Food, beverage and consumer product manufacturers will cut about 4 billion lb. of waste from the packaging they generate between 2005 and 2020, according to a 2011 study from the Grocery Manufacturers Association (GMA), with a combination of efforts, including using fewer materials in the process, using more sustainable materials, and making more packaging that’s recyclable and that degrades faster.

Getting rid of waste from the process follows industry’s move from just considering packaging by itself and realizing that “packaging exists because of its role in the supply chain,” states Ronald Cotterman, an officer at the nonprofit American Institute for Packaging and the Environment (AMERIPEN). Recycling may be on consumers’ minds because it’s one of the sustainability efforts that is most visible to them, but manufacturers also have to consider sustainable packaging, the amount of material that goes into a package and the amount of water and energy it takes to get the product to the consumer, aspects the end user doesn’t see.

Manufacturers also must add in several other consumer-facing aspects, including convenience, safety and shelf life, Cotterman adds. The greatest innovations in food packaging are likely to come in the areas where there’s the most waste, he says, namely produce, dairy, bakery and meats.

Cotterman, who is sustainability vice president at global packaging provider Sealed Air Corp., says the industry is likely to see future efforts on sustainability to focus on three key areas: Labeling; portioning; and extending shelf life.

Currently, confusion over the meaning of “sell by,” “use by” and “best by” dates often leads consumers to throw food away when it’s still good, and cutting waste in that area will mean clearing up that confusion, Cotterman says. “We need to understand how to better date things, so consumers understand and so they reflect the actual shelf life,” he explains. “That’s an area that’s poised for reform, and I think we will start to see a lot of experimentation.”

Next is portioning. Packaging that gives consumers a better way to use only what they need when they need it, like resealable packages and individual portion packaging, will be a growing area. For example, shoppers at Costco used to buy big value packages of chicken pieces, which they would either have to use all at once or repackage into smaller portions at home. Now, the chicken is available in perforated packaging that allows users to tear off only what they need at a time. “With that concept, you can keep the chicken in the package and it will last longer,” Cotterman says.

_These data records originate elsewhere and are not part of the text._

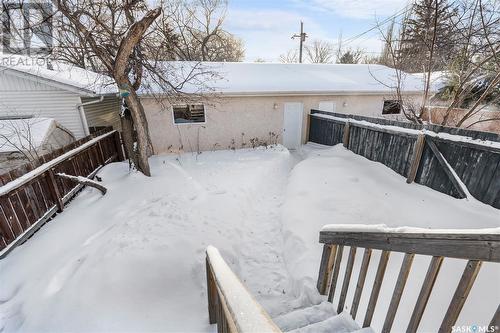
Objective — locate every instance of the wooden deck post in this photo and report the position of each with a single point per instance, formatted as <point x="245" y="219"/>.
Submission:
<point x="425" y="293"/>
<point x="325" y="268"/>
<point x="461" y="293"/>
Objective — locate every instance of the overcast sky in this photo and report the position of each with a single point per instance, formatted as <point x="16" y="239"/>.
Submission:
<point x="267" y="25"/>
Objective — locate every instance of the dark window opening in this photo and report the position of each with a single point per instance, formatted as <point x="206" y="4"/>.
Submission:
<point x="191" y="113"/>
<point x="391" y="107"/>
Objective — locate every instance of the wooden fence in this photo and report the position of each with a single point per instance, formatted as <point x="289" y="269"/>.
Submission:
<point x="33" y="194"/>
<point x="441" y="158"/>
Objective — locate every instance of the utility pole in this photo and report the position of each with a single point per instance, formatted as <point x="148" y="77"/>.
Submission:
<point x="302" y="37"/>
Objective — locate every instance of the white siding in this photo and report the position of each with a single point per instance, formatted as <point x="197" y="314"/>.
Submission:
<point x="105" y="113"/>
<point x="21" y="96"/>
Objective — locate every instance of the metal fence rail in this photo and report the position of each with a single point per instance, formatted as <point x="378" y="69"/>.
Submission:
<point x="474" y="157"/>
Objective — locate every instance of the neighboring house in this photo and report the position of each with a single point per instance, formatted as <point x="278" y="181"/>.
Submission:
<point x="266" y="103"/>
<point x="25" y="139"/>
<point x="76" y="98"/>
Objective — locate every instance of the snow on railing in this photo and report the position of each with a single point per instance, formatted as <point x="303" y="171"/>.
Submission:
<point x="475" y="246"/>
<point x="230" y="304"/>
<point x="413" y="132"/>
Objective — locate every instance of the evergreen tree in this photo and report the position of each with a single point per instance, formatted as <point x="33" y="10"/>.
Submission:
<point x="428" y="29"/>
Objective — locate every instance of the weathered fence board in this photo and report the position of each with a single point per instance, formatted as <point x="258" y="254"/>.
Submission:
<point x="477" y="166"/>
<point x="28" y="202"/>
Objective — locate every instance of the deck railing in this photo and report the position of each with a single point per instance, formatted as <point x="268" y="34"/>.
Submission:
<point x="475" y="248"/>
<point x="230" y="304"/>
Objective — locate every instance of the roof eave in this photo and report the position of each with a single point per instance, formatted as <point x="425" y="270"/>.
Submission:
<point x="295" y="93"/>
<point x="53" y="83"/>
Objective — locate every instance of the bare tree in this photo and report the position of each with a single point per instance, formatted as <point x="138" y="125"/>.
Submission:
<point x="320" y="52"/>
<point x="17" y="135"/>
<point x="475" y="67"/>
<point x="475" y="71"/>
<point x="351" y="56"/>
<point x="290" y="57"/>
<point x="112" y="33"/>
<point x="198" y="25"/>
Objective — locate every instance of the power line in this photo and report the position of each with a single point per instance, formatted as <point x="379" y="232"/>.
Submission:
<point x="397" y="14"/>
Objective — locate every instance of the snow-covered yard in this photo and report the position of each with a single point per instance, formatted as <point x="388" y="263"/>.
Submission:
<point x="133" y="260"/>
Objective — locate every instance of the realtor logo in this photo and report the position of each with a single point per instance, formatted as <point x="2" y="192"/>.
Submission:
<point x="26" y="28"/>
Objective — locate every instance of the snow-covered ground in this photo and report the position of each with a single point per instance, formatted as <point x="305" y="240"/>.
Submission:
<point x="133" y="260"/>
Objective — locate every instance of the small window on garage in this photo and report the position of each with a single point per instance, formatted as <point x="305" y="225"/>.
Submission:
<point x="391" y="107"/>
<point x="328" y="106"/>
<point x="189" y="113"/>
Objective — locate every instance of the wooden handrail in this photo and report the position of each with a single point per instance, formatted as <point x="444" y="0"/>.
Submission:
<point x="230" y="304"/>
<point x="476" y="246"/>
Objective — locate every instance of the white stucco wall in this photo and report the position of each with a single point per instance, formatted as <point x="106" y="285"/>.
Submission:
<point x="255" y="116"/>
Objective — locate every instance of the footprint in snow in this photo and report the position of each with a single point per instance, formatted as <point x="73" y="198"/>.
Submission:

Finally, extended shelf life technology will create products that last longer. That’s been an issue for shippers, but now manufacturers and retailers are searching for solutions that keep food fresh on the shelf for longer periods. “In the supply chain, there’s a growing sense that we need to give consumers more shelf time,” he points out.

Along with innovation, the food industry needs to educate consumers on the best ways to store certain foods for optimum freshness and shelf life, including which items need refrigeration and which do better on the counter or in a cabinet, Cotterman says.